If I know the positions and the speeds of each particle in a box over the time, how can I compute the entropy ?
(I`m making a simulation where I want to show that the disperion of the particles over the time increases the entropy.)
preview :
nb: it`s not a shower, particles are free, they are not falling...
video:
http://www.legtux.org/?page=upload&id=6184777976
code :
the code will be released when ready with some videos of real experimentations made. We have differents situations to program, not only the present one.
entropy:
on the suggestion of qftishard I computed the entropy of the simulation presents in the video,
$$S = - k_\mathrm{B} \sum p_i \ln p_i $$
(Gibbs Entropy Formula ?)
nb1: I didn't use gnuplot for years, so I don't remember how to add nice title, etc. I took this screenshot quickly...

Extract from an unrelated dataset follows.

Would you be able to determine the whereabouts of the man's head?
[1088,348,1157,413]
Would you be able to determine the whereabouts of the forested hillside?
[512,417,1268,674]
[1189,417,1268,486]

nb2: I scaled the entropy from 0 to 1 on purpose. But of course I don`t have zero entropy at the beginning of the simulation.
- we can see that the entropy is lower when the particles are not dispersed.
- we see the maximum of entropy (with some variations) when particles are dipsersed.
- we see that the system never get back, even close, to his initial state.
- we see that the entropy is rising over time to reach a maximum, so we conclude our system respect the second law of thermodynamic.
- so, I consider this simulation succeeded! thx guys.